During the closing and opening of the switch, the diode of each auxiliary branch is automatically turned on or off when the phase of the alternating current is changed. There is no need to accurately control time of the on and off operations, and this is the so-called “waiting for zero” technology. And at the period of the closing and opening of the switch, flow through all of the main switches and the auxiliary contacts will withstand no voltage. Therefore, the switch contacts do not ignite or pull the arc during the action of the switch. This greatly increases the electrical life of the switch contacts, and this is not possible to be achieved with traditional mechanical contact switches.

Every switch units need to act harmoniously and be communication connected. Various communication modes, such as optocoupler communication, optical fiber communication, infrared communication, Bluetooth communication and the like, can be used between each switch unit module and an external controller, and between switch unit modules. The wireless Bluetooth communication mode has the advantages such as a high security, a high communication rate, a low power consumption and low cost.

As mentioned above, each switch unit module uses a separate power supply. The main switch and the auxiliary switch contacts are not subjected to electrical stress and will not ignite or arc during the closing and opening of the switch. In theory, a plurality of switch unit modules of the present application in series can compose an AC high voltage load switches of any high voltage.

The switch of the application uses a plurality of switch unit modules connected in series. An embodiment of the present application is illustrated in FIG. 3. The main switches K01-K0N in the switch unit modules described in the figure may adopt vacuum bubbles, and the auxiliary switches may adopt ordinary relays. The general breakdown voltage of vacuum bubbles can reach 35 kV. In general, the voltage withstand between contacts of ordinary relays can easily reach 5000 Vac voltage withstand, and the voltage withstand of five relays in series will exceed 20 kV. The capacitor connected in parallel between the auxiliary relay contact acts as voltage equalizers for the auxiliary switch contact when the main switch is open. A plurality of ordinary relays is connected in series with high voltage diodes to realize the function of auxiliary switch circuit. Assuming that the withstand voltage of one vacuum circuit breaker is 20 kV, five such switch unit modules connected in series can realize 100 kV high voltage switch.

Due to the limitation of AC skin effect, the current of single switch cannot be increased indefinitely. The application provides high current switch unit module. The high current switch unit module in FIG. 4 includes three main-switch circuits and auxiliary-contact circuits. The high current switch unit module is formed by connecting the three main-switch circuits and the auxiliary-contact circuits in parallel. A current transformer is connected to each main-switch circuit. The three parallel main switches are used to divide the current through the switch into three circuits, which can reduce the skin effect. The function of three parallel auxiliary branches is to prevent the main switch contacts from sparking or arcing when the main switch contacts are closed or disconnected. By parallel connection of multiple main switching branches and multiple auxiliary branches, arbitrary high current switching can be realized theoretically. Obviously, the number of auxiliary branches need not be the same as the number of main switch branches. The closing and opening process of the switch is similar to that of the switch described in FIG. 2, which will not be discussed here.

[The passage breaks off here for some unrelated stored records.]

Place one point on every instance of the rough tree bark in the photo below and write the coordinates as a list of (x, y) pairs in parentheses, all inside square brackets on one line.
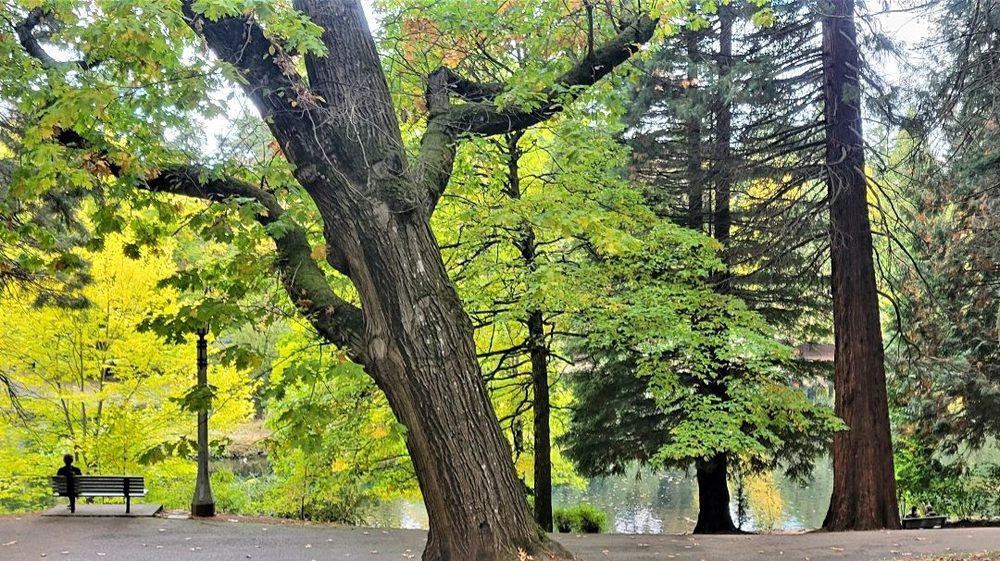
[(714, 516), (864, 487), (340, 133), (337, 128)]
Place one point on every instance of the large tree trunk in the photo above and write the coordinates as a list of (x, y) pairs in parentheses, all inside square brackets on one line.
[(339, 131), (421, 353), (864, 487), (714, 516)]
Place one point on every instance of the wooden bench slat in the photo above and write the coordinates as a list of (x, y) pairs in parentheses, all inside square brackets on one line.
[(102, 486)]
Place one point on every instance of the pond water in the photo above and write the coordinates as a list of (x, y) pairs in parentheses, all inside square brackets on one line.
[(667, 502)]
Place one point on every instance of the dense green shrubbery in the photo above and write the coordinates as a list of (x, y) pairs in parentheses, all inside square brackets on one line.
[(954, 488), (581, 518)]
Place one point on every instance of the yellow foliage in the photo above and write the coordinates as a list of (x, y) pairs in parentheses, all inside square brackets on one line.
[(766, 506), (93, 382)]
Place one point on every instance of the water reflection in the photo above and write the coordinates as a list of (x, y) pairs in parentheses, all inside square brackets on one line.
[(654, 502)]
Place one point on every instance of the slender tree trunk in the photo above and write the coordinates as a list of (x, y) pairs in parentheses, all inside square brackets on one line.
[(864, 487), (695, 211), (712, 475), (714, 516), (538, 353), (722, 219)]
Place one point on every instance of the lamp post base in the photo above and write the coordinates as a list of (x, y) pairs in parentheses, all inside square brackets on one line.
[(206, 509)]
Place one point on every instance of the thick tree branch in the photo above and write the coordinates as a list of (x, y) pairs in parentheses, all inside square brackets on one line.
[(285, 101), (485, 118), (480, 116), (26, 36), (337, 320)]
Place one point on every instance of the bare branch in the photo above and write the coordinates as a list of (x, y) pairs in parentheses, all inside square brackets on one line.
[(479, 115), (337, 320), (485, 118), (26, 36)]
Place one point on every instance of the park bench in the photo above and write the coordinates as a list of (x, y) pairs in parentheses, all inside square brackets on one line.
[(917, 522), (126, 486)]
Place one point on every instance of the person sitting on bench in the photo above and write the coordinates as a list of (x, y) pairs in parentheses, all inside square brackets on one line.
[(69, 471)]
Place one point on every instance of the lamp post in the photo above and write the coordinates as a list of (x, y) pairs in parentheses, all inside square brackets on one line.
[(203, 504)]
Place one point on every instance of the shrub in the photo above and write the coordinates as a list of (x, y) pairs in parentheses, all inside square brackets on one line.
[(581, 518)]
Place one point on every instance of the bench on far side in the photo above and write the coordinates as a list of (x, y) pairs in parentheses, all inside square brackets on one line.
[(126, 486), (917, 522)]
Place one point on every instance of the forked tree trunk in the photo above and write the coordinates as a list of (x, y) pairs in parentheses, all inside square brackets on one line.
[(714, 516), (539, 353), (422, 355), (417, 340), (864, 487), (339, 131)]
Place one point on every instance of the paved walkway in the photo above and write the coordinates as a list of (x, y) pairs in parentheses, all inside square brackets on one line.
[(32, 537)]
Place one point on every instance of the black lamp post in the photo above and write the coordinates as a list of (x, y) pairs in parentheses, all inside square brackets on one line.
[(203, 504)]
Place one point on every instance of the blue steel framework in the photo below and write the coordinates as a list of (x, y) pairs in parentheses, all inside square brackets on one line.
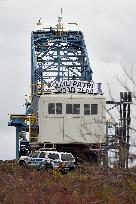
[(56, 55)]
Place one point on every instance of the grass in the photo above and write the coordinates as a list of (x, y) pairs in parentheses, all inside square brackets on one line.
[(86, 185)]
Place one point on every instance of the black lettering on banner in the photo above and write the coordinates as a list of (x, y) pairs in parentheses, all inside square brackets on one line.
[(82, 90), (88, 85), (79, 89), (79, 84), (72, 89), (63, 90), (68, 89), (74, 83), (83, 84)]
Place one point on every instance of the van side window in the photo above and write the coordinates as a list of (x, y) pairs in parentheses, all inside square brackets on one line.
[(86, 109), (94, 109), (51, 108)]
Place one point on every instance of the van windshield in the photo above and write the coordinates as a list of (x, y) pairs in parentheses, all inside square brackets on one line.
[(67, 157)]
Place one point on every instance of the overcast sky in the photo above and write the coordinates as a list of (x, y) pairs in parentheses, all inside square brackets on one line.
[(110, 34)]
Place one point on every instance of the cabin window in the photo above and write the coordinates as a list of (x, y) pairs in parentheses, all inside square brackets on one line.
[(94, 109), (51, 108), (86, 109), (76, 108), (68, 108), (58, 108), (72, 108)]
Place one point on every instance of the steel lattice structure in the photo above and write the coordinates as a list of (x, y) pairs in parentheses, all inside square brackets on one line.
[(56, 55)]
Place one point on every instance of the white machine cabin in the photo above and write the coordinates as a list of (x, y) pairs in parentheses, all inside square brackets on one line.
[(71, 118)]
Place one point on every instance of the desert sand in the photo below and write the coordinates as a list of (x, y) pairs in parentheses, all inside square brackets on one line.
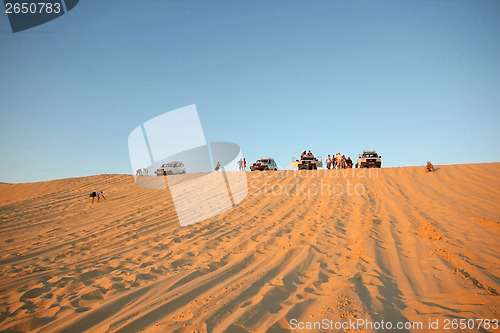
[(402, 246)]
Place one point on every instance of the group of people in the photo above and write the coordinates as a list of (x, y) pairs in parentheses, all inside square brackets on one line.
[(308, 154), (140, 172), (338, 161), (242, 164)]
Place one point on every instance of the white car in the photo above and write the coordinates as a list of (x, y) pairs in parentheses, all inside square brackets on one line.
[(171, 168)]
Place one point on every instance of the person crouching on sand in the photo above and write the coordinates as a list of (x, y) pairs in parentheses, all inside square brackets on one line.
[(430, 167), (98, 195)]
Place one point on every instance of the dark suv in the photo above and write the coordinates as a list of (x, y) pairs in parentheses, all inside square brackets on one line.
[(369, 159), (265, 163)]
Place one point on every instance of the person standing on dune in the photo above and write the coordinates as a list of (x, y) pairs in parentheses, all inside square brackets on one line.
[(328, 162)]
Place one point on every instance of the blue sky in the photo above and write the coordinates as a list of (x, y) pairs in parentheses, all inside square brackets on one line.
[(415, 80)]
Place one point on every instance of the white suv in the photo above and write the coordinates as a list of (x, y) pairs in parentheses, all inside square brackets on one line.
[(171, 168)]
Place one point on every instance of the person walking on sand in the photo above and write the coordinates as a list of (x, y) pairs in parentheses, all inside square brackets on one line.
[(98, 195), (328, 162), (338, 159)]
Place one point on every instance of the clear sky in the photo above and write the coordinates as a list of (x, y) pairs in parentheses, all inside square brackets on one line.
[(415, 80)]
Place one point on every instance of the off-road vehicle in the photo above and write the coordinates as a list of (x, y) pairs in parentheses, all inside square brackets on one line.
[(265, 163), (171, 168), (369, 159), (307, 163)]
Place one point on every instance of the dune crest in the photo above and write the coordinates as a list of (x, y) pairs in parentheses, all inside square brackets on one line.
[(396, 244)]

The current sharing control method of the high current switch unit module is described below. When the main switches are closed, the current transformer of each main switch branch detects the current of each branch, and sends the current signal of each branch to the switch control and communication circuit unit through the voltage-equalizing power supply circuit unit. When the current of a certain branch is too high, the switch control and communication circuit unit will control the contact of the branch to be disconnected for a short time. The average current through the branch is reduced and basically equal to the average current of other branches, so as to achieve the goal of current equalization of all branches. The current equalization of main switch branches can also be realized by using temperature sensor to detect switch temperature. When the switch is closed, the contact resistance of a certain main switch branch is too high, which will cause the heating temperature of the branch to be very high. The temperature change of the contact is detected by the thermistor attached to the switch contact and sent to the switch control and communication circuit unit. When the contact heat of a certain switch is much higher than that of other switches, the contact of the branch switch may be temporarily disconnected and be closed after the temperature decreases. Because the switch heating is caused by poor contact state of the contact, generally, relocation of switch contacts will reduce contact resistance and the contact state will be improved. If the contact resistance of the contact cannot be improved, the contact of the switch may work intermittently, and the switches of other branches can share the work, so as to prevent the accelerated aging damage of the faulty switch branch.

Multiple identical high current switches in series can also form a high-voltage and high-current switches. In theory, an AC high-voltage switch of any high voltage and any high current can be realized by connecting a plurality of high-current switch unit modules in parallel or in series.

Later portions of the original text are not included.